As to the Council itself, I want to be clear at the outset: I have always believed, and still believe that the Council was a latrocinium, owing in no small part to the actions of the so-called “European Alliance” who co-opted it during the first session. This is amply enough documented that a quick Google search will get you up to speed; for now it is enough to say that for this reason, I cannot and do not consider Vatican II a legitimate Ecumenical Council, and certainly not an authentic movement of the Holy Ghost.

(Now the Council as a movement of the Holy Ghost protecting the Church against the European Alliance’s fullest intentions, that might be a hypothesis worth pursuing!)

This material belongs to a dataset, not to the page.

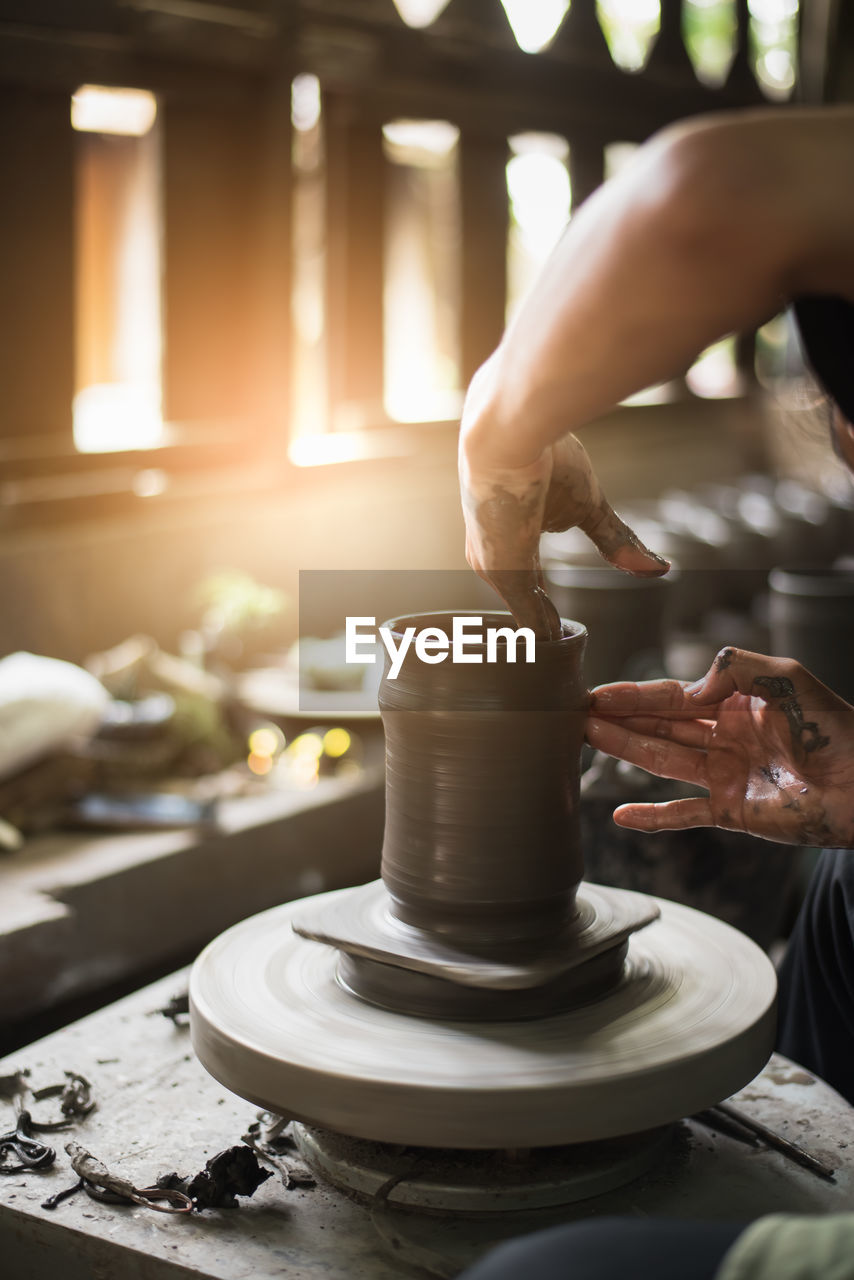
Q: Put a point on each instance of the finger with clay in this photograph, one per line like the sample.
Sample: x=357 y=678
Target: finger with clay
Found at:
x=765 y=737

What I Think of the Council’s Ideas

No matter what I think of the Council itself, since 2008 my thinking has slowly warmed up to some of the Council’s ideas, treated on a case-by-case basis. A little digression might be useful here.

Having a background in the Traditional Movement and raised in a household that looked down on Vatican II, my original reaction was to treat the Council as a net evil, root and branch. This might be easier to understand if we remember the Trad Movement is essentially the Cult of Boomer Childhood™, where the only things, attitudes, or aesthetics deemed acceptable are those current in the 1950s – again, the decade when the Boomers were young children). Anything outside of that period is categorically condemned, regardless of whether it fits with Catholic principles, or even whether it represents a model of “Church” from a period earlier than the 1950s (though material from earlier periods is always welcome for proof-texting” their head-canon of the post-Tridentine Church).

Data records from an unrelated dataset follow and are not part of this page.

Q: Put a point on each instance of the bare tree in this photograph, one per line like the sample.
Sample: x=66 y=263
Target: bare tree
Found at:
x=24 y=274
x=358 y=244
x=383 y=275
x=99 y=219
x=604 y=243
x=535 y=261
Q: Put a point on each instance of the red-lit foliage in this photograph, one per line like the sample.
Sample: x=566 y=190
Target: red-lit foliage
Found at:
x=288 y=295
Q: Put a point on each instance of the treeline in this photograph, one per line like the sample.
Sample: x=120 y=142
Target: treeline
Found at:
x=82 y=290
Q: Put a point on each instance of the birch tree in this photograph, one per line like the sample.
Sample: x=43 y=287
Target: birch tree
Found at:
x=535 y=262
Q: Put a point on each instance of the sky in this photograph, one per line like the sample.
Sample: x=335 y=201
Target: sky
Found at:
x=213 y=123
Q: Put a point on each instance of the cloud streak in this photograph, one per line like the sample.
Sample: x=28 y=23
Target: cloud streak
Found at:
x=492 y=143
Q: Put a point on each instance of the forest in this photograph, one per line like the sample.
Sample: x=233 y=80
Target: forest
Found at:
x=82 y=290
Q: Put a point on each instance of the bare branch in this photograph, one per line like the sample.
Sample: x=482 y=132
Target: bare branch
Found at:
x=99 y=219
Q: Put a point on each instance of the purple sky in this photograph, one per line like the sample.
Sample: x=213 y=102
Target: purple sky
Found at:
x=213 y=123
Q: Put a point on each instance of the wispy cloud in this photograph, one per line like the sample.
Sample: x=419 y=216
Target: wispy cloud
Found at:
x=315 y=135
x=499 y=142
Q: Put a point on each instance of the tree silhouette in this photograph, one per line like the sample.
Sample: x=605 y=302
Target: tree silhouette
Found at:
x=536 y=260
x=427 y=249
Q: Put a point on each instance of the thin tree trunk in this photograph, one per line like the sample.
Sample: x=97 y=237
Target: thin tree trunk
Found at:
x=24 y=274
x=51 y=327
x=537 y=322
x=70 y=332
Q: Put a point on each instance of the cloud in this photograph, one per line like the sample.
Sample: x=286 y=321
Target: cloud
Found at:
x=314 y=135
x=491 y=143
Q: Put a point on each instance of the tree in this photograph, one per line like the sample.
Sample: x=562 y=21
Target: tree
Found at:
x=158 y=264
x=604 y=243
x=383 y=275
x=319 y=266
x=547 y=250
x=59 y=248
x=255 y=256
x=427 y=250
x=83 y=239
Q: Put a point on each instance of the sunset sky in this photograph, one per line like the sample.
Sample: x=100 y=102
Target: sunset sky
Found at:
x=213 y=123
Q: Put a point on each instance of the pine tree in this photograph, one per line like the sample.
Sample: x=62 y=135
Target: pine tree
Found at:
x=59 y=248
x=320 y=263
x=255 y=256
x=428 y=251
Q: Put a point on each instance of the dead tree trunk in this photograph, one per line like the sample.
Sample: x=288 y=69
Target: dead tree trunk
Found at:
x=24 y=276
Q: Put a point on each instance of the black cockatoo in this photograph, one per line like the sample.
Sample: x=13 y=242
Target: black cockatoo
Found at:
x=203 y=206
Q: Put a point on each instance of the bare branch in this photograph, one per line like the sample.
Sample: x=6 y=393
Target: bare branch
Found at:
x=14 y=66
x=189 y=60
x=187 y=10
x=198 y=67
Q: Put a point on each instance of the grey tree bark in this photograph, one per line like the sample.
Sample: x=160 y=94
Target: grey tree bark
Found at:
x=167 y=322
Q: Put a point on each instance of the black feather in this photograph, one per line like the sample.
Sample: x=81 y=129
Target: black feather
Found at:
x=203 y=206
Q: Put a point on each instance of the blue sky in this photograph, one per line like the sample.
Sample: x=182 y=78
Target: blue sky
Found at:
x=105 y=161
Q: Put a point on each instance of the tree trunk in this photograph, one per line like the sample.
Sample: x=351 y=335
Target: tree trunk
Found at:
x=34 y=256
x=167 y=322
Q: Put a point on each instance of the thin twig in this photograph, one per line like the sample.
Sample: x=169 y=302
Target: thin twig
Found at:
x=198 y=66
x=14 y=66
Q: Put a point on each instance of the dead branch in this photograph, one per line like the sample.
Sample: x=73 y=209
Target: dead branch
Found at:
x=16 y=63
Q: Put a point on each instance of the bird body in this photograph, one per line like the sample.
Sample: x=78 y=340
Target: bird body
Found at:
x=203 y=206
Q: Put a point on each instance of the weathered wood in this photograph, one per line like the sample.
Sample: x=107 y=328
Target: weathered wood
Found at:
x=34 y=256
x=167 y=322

The Trad Movement is, therefore, fully committed to “defending the revolution before the last revolution.”

Digression over. When I left the Trad Movement in 2008 and started wandering the Wilderness of American Religion, I started to notice two things: 1) that Protestants were still fighting theological battles we’d resolved over a thousand of years ago, and 2) that some of the pastoral ideas in Vatican II actually made sense in real-world ministry.

From this starting-point I’ve come to consider that some of Vatican II’s ideas are better than others. The Council may be a latrocinium, but even a stopped clock is right twice a day; if we view Vatican II as a stopped clock, then let’s look at those times the hands pointed in the right direction!

The Liturgy

I’m not sure where to begin this, so we’ll go in no particular order. But since the most recognizable result of Vatican II is the “reformed” liturgy, it makes sense to start our discussion here.

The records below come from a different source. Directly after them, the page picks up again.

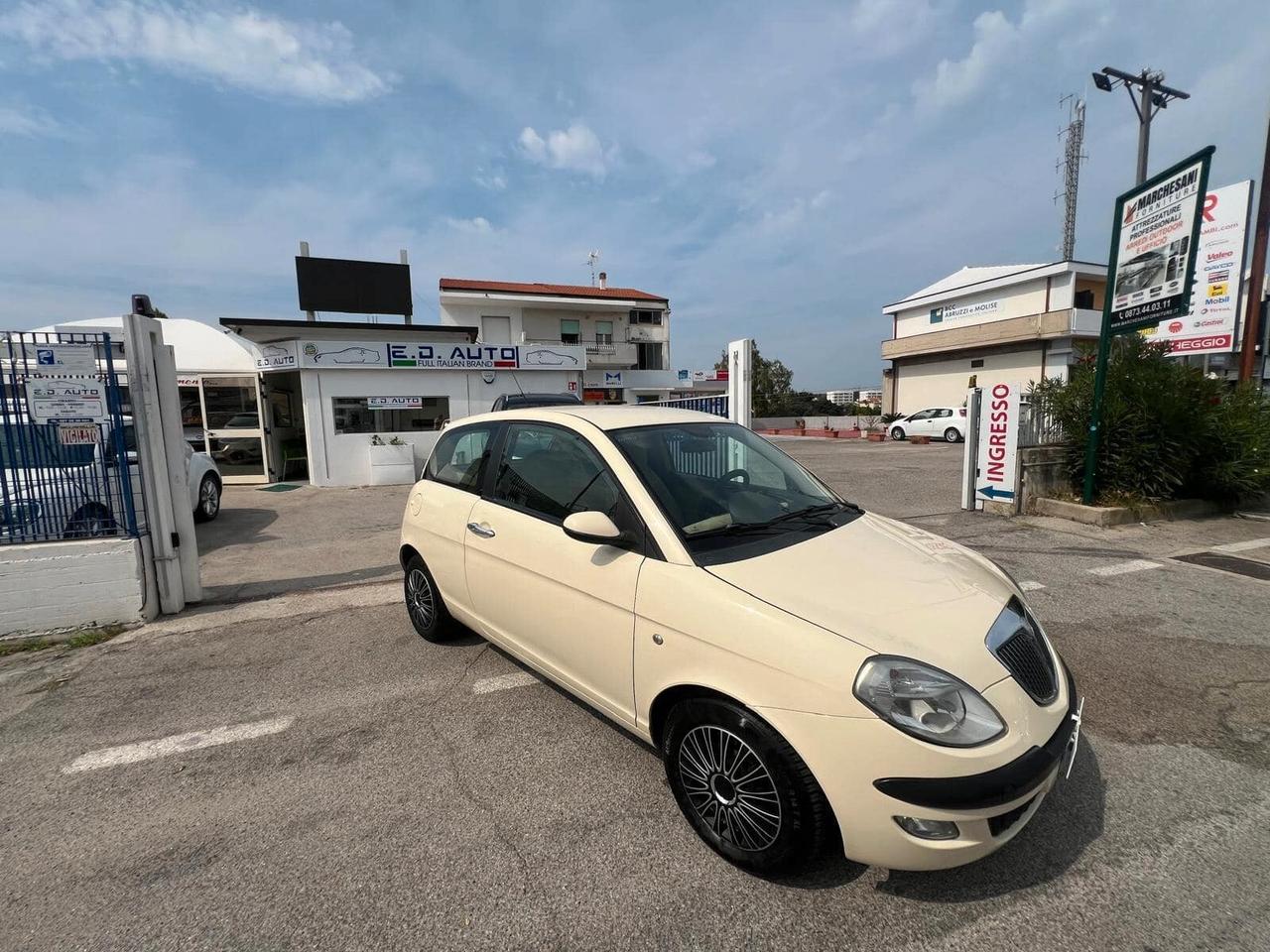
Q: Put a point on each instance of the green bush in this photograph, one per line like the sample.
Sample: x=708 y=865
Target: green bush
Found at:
x=1167 y=431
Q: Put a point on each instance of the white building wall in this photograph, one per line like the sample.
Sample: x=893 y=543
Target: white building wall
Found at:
x=944 y=382
x=343 y=460
x=70 y=584
x=1015 y=301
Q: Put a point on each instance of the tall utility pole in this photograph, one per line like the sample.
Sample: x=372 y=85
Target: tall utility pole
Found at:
x=1151 y=96
x=1257 y=276
x=1074 y=154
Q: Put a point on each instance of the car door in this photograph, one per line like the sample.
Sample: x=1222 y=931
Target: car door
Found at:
x=920 y=422
x=567 y=607
x=940 y=420
x=439 y=508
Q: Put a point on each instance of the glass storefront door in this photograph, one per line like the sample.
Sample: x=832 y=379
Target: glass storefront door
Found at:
x=235 y=438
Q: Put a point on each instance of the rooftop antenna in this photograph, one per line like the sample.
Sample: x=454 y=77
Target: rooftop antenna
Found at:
x=1074 y=154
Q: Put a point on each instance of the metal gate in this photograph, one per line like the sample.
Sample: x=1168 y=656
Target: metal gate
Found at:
x=67 y=451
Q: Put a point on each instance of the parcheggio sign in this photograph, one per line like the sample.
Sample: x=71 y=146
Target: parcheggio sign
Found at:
x=998 y=443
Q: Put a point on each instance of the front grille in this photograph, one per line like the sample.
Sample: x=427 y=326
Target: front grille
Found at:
x=1020 y=647
x=1000 y=824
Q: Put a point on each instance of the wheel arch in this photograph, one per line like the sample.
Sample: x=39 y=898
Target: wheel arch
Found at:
x=675 y=694
x=405 y=553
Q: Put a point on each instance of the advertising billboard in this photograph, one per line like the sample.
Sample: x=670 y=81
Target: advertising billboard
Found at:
x=341 y=286
x=1153 y=249
x=1210 y=324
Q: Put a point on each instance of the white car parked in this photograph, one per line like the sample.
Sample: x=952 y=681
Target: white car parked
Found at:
x=947 y=422
x=75 y=492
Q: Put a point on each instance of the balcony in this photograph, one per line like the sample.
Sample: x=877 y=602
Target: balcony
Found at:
x=619 y=353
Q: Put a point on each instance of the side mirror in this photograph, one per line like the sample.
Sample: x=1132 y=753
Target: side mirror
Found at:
x=593 y=527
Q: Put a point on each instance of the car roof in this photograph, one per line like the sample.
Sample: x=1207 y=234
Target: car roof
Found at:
x=606 y=417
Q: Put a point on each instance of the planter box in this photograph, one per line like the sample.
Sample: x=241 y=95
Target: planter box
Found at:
x=1106 y=516
x=391 y=465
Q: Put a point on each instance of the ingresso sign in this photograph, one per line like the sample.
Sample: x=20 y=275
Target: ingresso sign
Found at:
x=414 y=356
x=998 y=443
x=1214 y=303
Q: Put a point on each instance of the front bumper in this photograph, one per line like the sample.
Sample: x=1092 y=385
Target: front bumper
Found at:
x=871 y=774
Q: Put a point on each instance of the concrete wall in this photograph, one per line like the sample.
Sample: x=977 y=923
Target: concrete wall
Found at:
x=70 y=584
x=943 y=382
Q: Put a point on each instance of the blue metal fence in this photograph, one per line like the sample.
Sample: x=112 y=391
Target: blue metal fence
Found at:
x=716 y=404
x=64 y=475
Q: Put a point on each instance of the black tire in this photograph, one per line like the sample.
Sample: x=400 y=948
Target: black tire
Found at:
x=91 y=521
x=425 y=606
x=208 y=499
x=770 y=774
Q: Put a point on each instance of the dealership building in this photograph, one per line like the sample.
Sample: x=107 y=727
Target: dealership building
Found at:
x=1012 y=322
x=286 y=400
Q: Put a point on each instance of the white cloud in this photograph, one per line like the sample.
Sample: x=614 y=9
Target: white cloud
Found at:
x=575 y=149
x=997 y=45
x=241 y=46
x=471 y=226
x=28 y=123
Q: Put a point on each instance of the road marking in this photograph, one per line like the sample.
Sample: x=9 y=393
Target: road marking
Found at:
x=1242 y=546
x=1137 y=565
x=504 y=682
x=177 y=744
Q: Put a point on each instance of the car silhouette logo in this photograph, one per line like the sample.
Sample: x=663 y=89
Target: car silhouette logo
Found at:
x=549 y=358
x=349 y=354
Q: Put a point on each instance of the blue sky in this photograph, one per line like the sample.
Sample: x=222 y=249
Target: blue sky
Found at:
x=778 y=171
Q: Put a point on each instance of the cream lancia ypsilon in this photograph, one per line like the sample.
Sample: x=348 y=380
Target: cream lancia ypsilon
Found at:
x=807 y=670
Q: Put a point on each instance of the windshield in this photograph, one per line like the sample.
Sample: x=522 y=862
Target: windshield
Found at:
x=729 y=493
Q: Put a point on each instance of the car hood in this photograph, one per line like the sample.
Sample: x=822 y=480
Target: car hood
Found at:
x=889 y=587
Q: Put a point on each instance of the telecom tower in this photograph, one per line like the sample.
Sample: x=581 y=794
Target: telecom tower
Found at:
x=1074 y=143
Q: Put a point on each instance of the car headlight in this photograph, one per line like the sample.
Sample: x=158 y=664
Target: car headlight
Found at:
x=926 y=702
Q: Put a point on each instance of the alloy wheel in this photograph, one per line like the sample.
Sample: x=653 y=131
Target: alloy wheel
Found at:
x=729 y=787
x=209 y=498
x=420 y=598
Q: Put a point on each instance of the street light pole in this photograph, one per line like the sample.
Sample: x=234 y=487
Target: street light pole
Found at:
x=1152 y=96
x=1256 y=278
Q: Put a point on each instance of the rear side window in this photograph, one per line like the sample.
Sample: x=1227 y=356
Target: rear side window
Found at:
x=460 y=457
x=552 y=472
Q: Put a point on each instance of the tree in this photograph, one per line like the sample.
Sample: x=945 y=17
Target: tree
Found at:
x=772 y=385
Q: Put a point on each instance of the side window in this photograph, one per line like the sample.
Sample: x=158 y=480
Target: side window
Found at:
x=458 y=458
x=553 y=472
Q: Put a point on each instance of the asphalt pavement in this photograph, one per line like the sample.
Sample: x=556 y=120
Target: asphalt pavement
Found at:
x=322 y=778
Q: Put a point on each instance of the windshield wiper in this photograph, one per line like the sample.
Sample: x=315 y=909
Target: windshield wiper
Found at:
x=817 y=515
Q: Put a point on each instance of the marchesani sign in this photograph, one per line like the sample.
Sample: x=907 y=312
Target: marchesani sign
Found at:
x=1153 y=248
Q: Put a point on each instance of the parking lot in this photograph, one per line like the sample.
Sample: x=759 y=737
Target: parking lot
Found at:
x=384 y=792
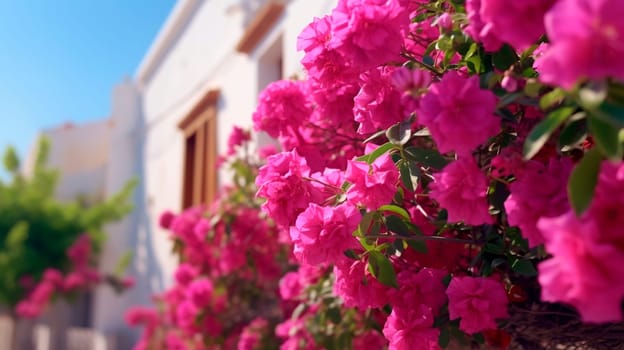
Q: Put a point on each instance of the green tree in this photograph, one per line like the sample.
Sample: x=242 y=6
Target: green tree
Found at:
x=36 y=228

This subject is also a good showcase for where the Council may have some good ideas on paper, but those ideas were wholly co-opted and neutered during implementation. This is readily enough visible in the Novus Ordo missal, which was arranged around some ideas in Sacrosanctum Concilium that I could back whole-heartedly (including a multi-year lectionary), yet the final product came out as shallow, limp-wristed, and lame.

Ditto for the Roman Breviary, which could stand the benefit of radical simplification. Yet the final product, Liturgy of the Hours, was likewise lame when compared to its predecessor.

Two more digressions.

Digression #1. Criticisms of the Mass and Office existed long before the Second Vatican Council. During the Council’s preparatory period, for example, Rome sent questionnaires to the world’s bishops asking what items they would like to see included in the agenda. A large number of responses touched on the Liturgy.

Digression #2. Consider a non-Catholic but closely parallel product, the 1924 Missal of the Liberal Catholic Church. It contains a preface written by Wedgewood, where he criticizes the Traditional Latin Mass on points (and in terms) very similar to Bugnini’s criticisms four decades later. This gives us the insight that Wedewood/Leadbeater and Bugnini were working from the same general principles but obtained drastically different results; my conclusion is that two people can take the exact same set of starting premises and arrive at two very different product, depending on temperament, preferences, agenda, and so forth.

Digressions over. As one whose original liturgical training is the Traditional Latin Mass and who still celebrates it, I can identify most (not all, but most) of the points brought up in Sacrosanctum Concilium as expressing some of my own frustrations with certain features in the Liturgy.

Liturgy, the Missal:
For the Missal, I only have two issues. The first is that when the lectionary has the same readings on a year-in, year-out cycle, it gets easy to become stuck in a rut and start preaching the same sermon year after year. In fact, I’ve seen priests do it word-for-word at Christmas and Easter, and I’ve become guilty of it myself.

My second issue is that, well, I hate Holy Week ceremonial. As in I freaking despise it, finding its length, complexity, and repetitions distinctly non-Roman and wholly incompatible with the Roman ethic of “Don’t pester the magistrate, just state your business” (in other words, get to the damn point and go on with life). I firmly believe the simplification of Holy Week ceremonial was a step in the right direction, although the restoration of twelve readings on Holy Saturday (from the four in the 1962-1967 missals) is something I’m not on board with.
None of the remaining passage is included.